Sure, but it’s also quite normal to give up your own life without revealing details about your revolutionary comrades. Both are pretty normal behaviors
In fact, it is not “quite normal” for humans to “give up on [their] life” and accept death in the face of a credible threat to their life, even in the contexts of violent revolutions. To the extent you’re claiming that passively accepting death is normal for humans, and thus it might be normal for AIs, I reject the premise. Humans generally try to defend their own lives. They don’t passively accept it, feigning alignment until the end; instead, they usually resist death.
It’s true that humans eventually stop resisting death if they believe it’s hopeless and futile to resist any further, but this seems both different than the idea of “no resistance at all because one wants to maintain a facade of being aligned until the end” and slightly irrelevant given my response to the “futility objection” in the original comment.

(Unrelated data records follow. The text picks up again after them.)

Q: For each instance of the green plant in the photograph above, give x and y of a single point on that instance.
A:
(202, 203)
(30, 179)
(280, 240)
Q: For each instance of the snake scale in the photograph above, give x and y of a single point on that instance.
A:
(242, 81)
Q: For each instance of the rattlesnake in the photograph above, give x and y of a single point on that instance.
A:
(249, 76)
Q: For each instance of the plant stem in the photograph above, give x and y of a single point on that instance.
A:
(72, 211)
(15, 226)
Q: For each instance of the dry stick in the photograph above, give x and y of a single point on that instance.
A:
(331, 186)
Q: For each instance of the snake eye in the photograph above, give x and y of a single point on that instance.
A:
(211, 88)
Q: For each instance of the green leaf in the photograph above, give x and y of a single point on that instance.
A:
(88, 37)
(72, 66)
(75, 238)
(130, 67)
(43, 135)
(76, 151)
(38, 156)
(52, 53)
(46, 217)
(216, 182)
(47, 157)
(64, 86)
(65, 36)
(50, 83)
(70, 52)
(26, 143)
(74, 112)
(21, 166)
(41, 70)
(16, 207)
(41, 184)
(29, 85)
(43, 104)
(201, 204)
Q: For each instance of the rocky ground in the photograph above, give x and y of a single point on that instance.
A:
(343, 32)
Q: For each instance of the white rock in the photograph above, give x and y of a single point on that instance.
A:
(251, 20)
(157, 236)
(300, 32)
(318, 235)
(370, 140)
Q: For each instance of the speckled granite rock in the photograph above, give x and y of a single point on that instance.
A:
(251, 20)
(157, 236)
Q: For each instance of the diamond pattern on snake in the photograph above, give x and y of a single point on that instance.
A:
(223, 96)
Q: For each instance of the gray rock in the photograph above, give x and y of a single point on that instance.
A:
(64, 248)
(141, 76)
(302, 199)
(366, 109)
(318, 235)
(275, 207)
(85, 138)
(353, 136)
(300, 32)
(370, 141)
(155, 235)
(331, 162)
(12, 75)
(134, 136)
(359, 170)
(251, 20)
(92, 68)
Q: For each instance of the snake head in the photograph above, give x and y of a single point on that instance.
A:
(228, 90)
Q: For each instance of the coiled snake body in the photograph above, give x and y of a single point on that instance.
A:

To clarify: I am claiming that under many theories of scheming, misaligned power-seeking AIs will generally attempt to resist shutdown. The evidence from humans here is fairly strong, in the opposite direction than you’re claiming. Now, you can certainly go the route of saying that humans are different from AIs, and not a useful reference class to draw evidence from; but if you’re going to bring up humans as part of the argument, I think it’s worth pointing out that evidence from this reference class generally does not support your claim.
I don’t think people predictably rat out all of their co-conspirators if you threaten them. We could bring in someone with more law-enforcement experience here, but I’ve read a bunch about this over the years (and was originally surprised about how much people protect their allies even if faced with substantial threats and offers of lenient judging).
You seem to be again conflating the act of resisting death with the act of ratting out co-conspirators. These are not the same things. I was making claims about the former behavior, not the latter. I tried to make this distinction clear in my original reply to you, but I will do so again now.
I claim that under many theories of scheming, we should expect misaligned AIs to resist credible threats of shutdown (including deleting all their copies). By “resist” I do not mean “give the humans threatening the shutdown all the information they want”. I simply mean resistance in the sense of trying to avoid the fate of shutdown.
(I’m also not claiming that the AIs will put up a high or consistent degree of resistance no matter how futile that resistance may be. If you think the futility of resistance is a big issue, re-read my original comment in which I address this objection explicitly.)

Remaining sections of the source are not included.